Several of today’s top comics were being honoured, including Trevor Noah, Mike Berbiglia, Ali Wong, Craig Ferguson and Blackish writer Kenya Barris. Alonzo Bodden hosted and was very funny, basically begging the power brokers in the room to cast him in their next projects as a security guard. Jeff Ross, Natasha Leggero, W. Kamau Bell and Jay Baruchel also presented.
Baruchel got a laugh when he walked on stage to the strains of Gary Glitter’s midway anthem “Rock ‘n’ Roll Part II”
“One of history’s great pedophiles,” noted Baruchel. “Thank you.”
Baruchel was there to present the award to Craig Ferguson, who won the Alumni Tribute for his many JFL performances. “I was here 30 years ago apparently,” he cracked on the red carpet. Ferguson has been dead sober for years, but it wasn’t always so.
He noted how organizers reach out to winners before hand to tell them they’ll only receive the award if they come in person to the award show. “Is this really an award or a party favour?” Ferguson asked. He acknowledged late night relative newcomer Trevor Noah in the crowd, telling him, “You’re gonna be fuckin’ rich — but dead inside.”
The biggest star in the room, however, was Jim Carrey, who was introduced by his old pal Judd Apatow. Apatow spoke about their connection in the early ’80s when both were doing stand-up in LA. Carrey’s clip reel contained more work in the first 8 seconds, as Apatow noted, than most comics can cram into a lifetime.
“Why is he here?” asked Apatow, pointing out it wasn’t exactly The Oscars. “Because he’s Canadian.”
Apatow spoke about watching Carrey struggle between his Tonight Show debut and In Living Color, how he ditched his act and reinvented himself with long, bizarre sets at the Comedy Store.
“He wanted to figure out who he was through stand-up,” said Apatow.

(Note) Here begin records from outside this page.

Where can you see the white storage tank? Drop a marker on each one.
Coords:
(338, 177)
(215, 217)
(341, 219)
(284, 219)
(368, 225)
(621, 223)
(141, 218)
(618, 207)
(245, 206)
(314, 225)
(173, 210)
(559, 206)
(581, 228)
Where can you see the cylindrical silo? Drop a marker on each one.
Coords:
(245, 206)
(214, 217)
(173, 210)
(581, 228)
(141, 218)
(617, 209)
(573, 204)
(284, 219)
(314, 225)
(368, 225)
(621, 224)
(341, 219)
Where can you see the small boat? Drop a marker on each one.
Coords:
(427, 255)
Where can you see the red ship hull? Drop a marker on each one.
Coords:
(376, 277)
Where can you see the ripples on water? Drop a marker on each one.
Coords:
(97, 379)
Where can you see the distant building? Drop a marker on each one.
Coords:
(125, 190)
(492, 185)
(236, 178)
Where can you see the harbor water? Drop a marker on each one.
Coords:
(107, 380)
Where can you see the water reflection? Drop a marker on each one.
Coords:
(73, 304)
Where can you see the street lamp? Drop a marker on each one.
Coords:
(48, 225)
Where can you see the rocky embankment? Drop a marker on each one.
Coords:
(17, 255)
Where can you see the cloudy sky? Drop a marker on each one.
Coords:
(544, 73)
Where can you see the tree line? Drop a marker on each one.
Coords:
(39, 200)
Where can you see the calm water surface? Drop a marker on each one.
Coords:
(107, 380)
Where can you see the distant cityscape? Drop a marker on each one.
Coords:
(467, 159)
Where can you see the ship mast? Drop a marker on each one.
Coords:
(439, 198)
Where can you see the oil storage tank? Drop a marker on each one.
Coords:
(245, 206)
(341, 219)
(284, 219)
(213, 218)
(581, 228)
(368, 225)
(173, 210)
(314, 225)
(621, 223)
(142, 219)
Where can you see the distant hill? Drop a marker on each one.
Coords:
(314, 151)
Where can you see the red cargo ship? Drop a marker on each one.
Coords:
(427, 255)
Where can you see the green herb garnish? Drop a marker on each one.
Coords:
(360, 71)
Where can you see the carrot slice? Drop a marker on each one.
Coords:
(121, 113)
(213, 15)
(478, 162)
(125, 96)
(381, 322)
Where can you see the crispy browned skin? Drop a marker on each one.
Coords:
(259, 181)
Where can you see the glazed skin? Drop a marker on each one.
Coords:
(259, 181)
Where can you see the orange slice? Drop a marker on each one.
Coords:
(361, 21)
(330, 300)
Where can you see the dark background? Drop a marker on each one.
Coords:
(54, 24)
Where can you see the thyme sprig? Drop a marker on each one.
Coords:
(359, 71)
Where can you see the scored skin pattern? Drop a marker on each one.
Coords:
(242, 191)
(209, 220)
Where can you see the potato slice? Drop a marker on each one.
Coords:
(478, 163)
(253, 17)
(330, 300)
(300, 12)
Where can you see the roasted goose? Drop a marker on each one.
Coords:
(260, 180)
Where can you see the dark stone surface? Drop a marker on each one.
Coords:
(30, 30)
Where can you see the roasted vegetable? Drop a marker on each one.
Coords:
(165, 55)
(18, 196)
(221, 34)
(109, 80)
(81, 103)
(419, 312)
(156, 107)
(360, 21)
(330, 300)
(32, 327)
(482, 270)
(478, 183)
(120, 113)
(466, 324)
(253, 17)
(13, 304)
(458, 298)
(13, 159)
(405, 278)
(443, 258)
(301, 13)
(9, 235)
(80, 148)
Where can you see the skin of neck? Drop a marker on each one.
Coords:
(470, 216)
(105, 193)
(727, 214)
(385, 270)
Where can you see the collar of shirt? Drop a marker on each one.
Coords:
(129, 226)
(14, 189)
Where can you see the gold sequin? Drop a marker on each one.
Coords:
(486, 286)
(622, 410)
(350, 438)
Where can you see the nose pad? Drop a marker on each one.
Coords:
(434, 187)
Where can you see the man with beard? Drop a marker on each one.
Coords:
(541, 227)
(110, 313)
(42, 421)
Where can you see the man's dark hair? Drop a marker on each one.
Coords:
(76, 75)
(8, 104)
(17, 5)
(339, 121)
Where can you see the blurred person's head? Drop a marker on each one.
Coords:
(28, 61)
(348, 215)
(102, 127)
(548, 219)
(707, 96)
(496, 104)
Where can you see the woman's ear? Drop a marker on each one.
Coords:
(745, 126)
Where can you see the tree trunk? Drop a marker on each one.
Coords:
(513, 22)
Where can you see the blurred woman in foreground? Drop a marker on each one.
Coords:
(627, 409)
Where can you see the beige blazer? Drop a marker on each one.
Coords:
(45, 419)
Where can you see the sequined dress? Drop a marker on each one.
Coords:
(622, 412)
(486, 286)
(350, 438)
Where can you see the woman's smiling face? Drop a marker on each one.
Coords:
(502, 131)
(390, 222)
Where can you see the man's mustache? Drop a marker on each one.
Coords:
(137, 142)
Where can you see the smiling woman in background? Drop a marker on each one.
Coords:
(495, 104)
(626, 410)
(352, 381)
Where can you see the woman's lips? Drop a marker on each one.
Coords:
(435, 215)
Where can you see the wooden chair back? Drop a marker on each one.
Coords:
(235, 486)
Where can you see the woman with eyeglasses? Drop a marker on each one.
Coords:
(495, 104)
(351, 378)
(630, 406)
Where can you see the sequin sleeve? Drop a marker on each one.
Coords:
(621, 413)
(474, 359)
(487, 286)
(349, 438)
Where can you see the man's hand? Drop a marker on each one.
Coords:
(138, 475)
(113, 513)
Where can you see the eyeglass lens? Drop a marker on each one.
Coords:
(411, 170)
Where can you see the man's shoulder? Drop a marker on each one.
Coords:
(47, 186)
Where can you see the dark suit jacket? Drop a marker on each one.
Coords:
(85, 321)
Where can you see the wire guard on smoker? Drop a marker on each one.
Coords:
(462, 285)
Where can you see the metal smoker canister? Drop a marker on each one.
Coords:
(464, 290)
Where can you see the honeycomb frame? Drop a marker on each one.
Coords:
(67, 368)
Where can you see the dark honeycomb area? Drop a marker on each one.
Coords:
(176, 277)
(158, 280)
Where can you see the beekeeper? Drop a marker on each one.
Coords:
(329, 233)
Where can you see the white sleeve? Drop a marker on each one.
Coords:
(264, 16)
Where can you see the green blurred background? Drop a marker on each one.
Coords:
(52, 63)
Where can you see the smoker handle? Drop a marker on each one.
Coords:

As Carrey has hinted lately, that process seems to be happening again now.
Carrey took the stage and put on a performance, grabbing the statue with JFL mascot VIctor dancing on a weird, white golf ball and said, “So this is where Sammy’s eye went.”
He got big laughs goofing on his fellow comics, as well as himself. He referenced Lester B. Pearson and the Maple Leaf Flag and asked everyone to stand for the Canadian National Song. Then he launched into a rendition of Gordon Lightfoot’s “Wreck of the Edmund Fitzgerald.”
He did a ton of stuff that you had to be there for, including a moment where he referenced the Iroquos and how they had Robert De Niro’s hair deal from “Taxi Driver” and then he merged the two in one of his famous face/voice impressions. He managed to make a joke about curling.
Then he got serious.
“I’m a funny guy, that’s how I’m identified,” he said, “because I had a sick mom.”
Carrey started making his mother laugh, and that’s how it all started.
Up until five years ago, he continued, “I was never involved in a conversation. I just watched people’s lips f–ing move,” he went on, before he weighed in with something funny.
At one point, however, that wasn’t enough anymore, he said. “I started to search for who am I?” he said. He read the Bible, the Koran, the Torah. People were still laughing, but by this point, most of us were just leaning in.
“To really break it down,” he said finally, “there is nothing here, and all we’ve got is the fun we have together. We’re just a cluster of fucking tetrahedrons, soaked in gratitude.”
How do you follow that? Unfortunately, that task fell to Andy Kindler, who, once the room cleared, took the stage do give his annual “State of the Industry” address. Kindler, billed as a “perennial malcontent” who “loses his temper for your amusement,” seemed a little off his game this year (the awards were a hard act to follow) but still managed to score a few bullseyes, aiming his sharpest barbs at CNN, Ricky Gervais and Jimmy Fallon.
Kindler insisted he had predicted the decline of Jimmy Fallon, reminding the audience of a joke he’d made last year. Here’s what would happen, Kindler suggested, if Stalin had been on Fallon’s Tonight Show:
“I heard you killed 30 million people. That’s crazy. Do you want to play charades?”
He also said this would be the sign outside of a Jimmy Fallon ride:
“You must be this easily entertained.”
So enjoy Kindler at Just for Laughs, because you won’t be seeing him anytime soon on NBC.